Steel sings as butchers vie for title

James Biggs (25) bones a leg of pork at the young butcher and butcher apprentice of the year...
James Biggs (25) bones a leg of pork at the young butcher and butcher apprentice of the year competition in Dunedin. Photo by Linda Robertson.
Knives and steels sang in Dunedin as seven butchers competing in the Otago-Southland Retail Meat New Zealand regional young butcher of the year final sliced and diced their way through a beef rump, a pork shoulder and a number 20 chicken.

Above them, at the Centre City New World supermarket butchery, judges watched like hawks.

"They have to make statutory cuts out of their pieces and then do something creative with the rest," Retail Meat New Zealand competition co-ordinator Fiona Carruthers, of Gore, said.

"The judges are looking at things like hygiene, knife skills, yields, creativity and efficiency at work. It's all about improving skills and encouraging more people into the industry."
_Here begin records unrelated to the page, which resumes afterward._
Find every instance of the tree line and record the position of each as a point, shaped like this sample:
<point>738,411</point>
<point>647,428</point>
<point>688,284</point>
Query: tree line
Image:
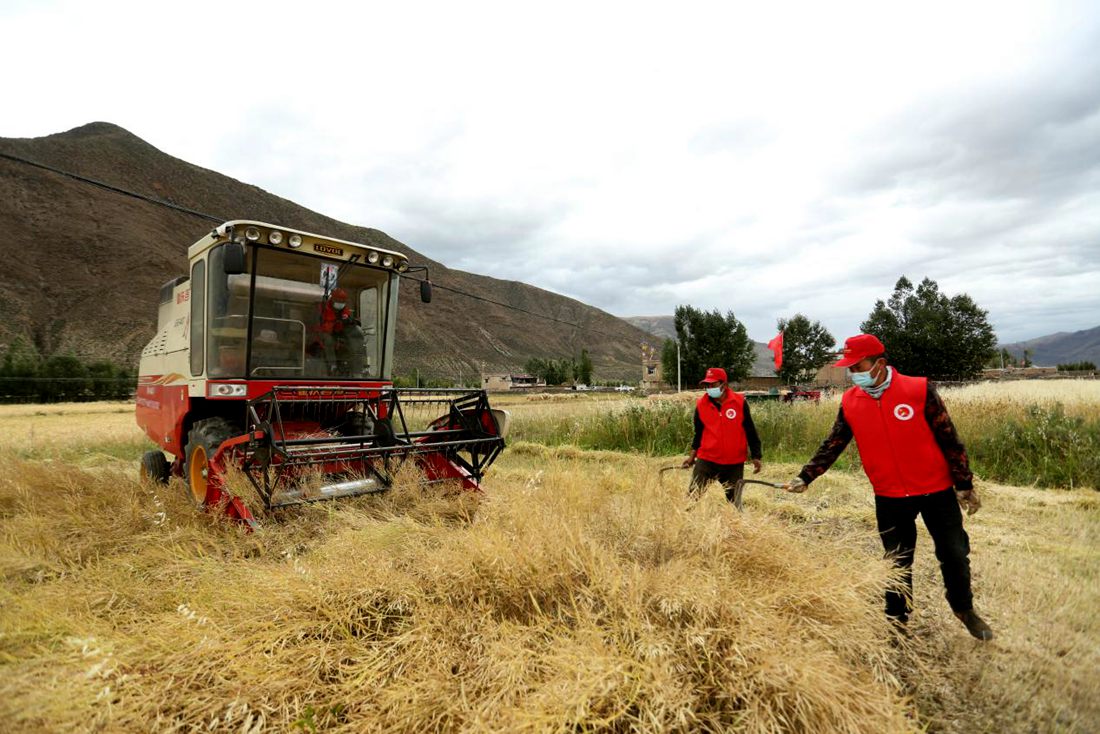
<point>25,376</point>
<point>925,331</point>
<point>1077,367</point>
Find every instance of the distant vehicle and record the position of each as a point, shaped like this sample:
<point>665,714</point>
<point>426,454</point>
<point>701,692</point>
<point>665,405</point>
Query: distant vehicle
<point>802,394</point>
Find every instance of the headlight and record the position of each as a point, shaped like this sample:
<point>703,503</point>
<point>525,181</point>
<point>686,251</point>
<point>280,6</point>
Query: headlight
<point>227,390</point>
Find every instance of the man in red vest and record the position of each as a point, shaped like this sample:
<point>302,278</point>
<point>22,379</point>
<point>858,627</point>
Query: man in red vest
<point>725,437</point>
<point>916,466</point>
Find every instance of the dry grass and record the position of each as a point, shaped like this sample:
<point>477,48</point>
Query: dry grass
<point>580,594</point>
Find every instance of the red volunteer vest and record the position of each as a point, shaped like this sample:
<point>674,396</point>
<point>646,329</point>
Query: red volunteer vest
<point>723,440</point>
<point>899,452</point>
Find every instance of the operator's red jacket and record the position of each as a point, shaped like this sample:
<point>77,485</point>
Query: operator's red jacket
<point>723,433</point>
<point>332,321</point>
<point>905,438</point>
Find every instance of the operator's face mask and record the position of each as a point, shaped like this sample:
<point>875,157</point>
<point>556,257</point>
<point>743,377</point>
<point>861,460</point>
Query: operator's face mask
<point>864,380</point>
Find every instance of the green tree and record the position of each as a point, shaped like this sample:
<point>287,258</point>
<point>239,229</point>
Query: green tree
<point>19,371</point>
<point>64,378</point>
<point>710,339</point>
<point>553,372</point>
<point>583,372</point>
<point>669,362</point>
<point>928,333</point>
<point>807,347</point>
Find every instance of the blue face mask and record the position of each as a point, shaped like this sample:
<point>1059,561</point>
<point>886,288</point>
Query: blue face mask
<point>861,379</point>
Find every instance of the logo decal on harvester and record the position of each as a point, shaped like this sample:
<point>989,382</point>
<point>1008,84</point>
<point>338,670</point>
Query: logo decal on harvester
<point>329,250</point>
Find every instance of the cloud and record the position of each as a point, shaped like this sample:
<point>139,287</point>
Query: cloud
<point>761,160</point>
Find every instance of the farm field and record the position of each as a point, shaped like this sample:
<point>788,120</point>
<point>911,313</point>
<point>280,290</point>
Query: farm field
<point>580,594</point>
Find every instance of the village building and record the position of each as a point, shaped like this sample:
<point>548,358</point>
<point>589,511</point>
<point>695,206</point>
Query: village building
<point>502,383</point>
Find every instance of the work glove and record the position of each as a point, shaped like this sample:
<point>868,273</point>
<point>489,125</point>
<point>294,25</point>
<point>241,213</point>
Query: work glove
<point>969,501</point>
<point>795,485</point>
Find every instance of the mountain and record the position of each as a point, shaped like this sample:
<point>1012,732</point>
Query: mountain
<point>663,327</point>
<point>659,326</point>
<point>1060,348</point>
<point>83,265</point>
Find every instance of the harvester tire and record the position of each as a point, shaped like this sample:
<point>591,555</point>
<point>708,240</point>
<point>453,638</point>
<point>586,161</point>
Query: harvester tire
<point>202,440</point>
<point>154,467</point>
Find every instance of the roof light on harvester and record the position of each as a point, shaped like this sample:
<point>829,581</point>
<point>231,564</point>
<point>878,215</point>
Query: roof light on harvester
<point>226,390</point>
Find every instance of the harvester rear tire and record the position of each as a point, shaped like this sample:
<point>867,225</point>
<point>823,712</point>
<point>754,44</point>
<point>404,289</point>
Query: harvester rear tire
<point>154,467</point>
<point>202,440</point>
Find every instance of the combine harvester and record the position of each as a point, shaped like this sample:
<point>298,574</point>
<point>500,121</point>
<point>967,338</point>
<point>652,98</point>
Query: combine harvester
<point>274,357</point>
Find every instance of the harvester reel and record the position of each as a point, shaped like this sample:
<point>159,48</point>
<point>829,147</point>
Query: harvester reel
<point>202,441</point>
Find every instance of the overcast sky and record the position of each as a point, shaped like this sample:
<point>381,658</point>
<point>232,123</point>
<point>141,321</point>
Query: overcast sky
<point>766,159</point>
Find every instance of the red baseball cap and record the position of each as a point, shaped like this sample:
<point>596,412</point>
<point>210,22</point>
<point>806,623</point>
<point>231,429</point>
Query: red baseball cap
<point>714,374</point>
<point>859,348</point>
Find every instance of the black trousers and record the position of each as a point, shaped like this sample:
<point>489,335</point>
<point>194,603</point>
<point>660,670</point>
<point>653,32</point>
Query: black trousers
<point>897,519</point>
<point>707,471</point>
After a written exam and a two-hour practical cutting test, the young butcher of the year crown was won, for the second consecutive year, by Centre City New World butcher Robert Daniel Holdaway (25) and the apprentice butcher title by his colleague, James Biggs (25).

The butchers were judged by Otago Polytechnic chef tutor Steve Ellwood, Pak'n'Save butchery manager Glyn Roberts and Alliance Meats butcher David Mitchell.

"Having a chef is important, because you have to know how to cook cuts, as well as produce them," Ms Carruthers said.

"You have to know that what you're producing can be cooked successfully."

Mr Holdaway and Mr Biggs will now compete in the Retail Meat New Zealand national final at SkyCity in Auckland on August 16.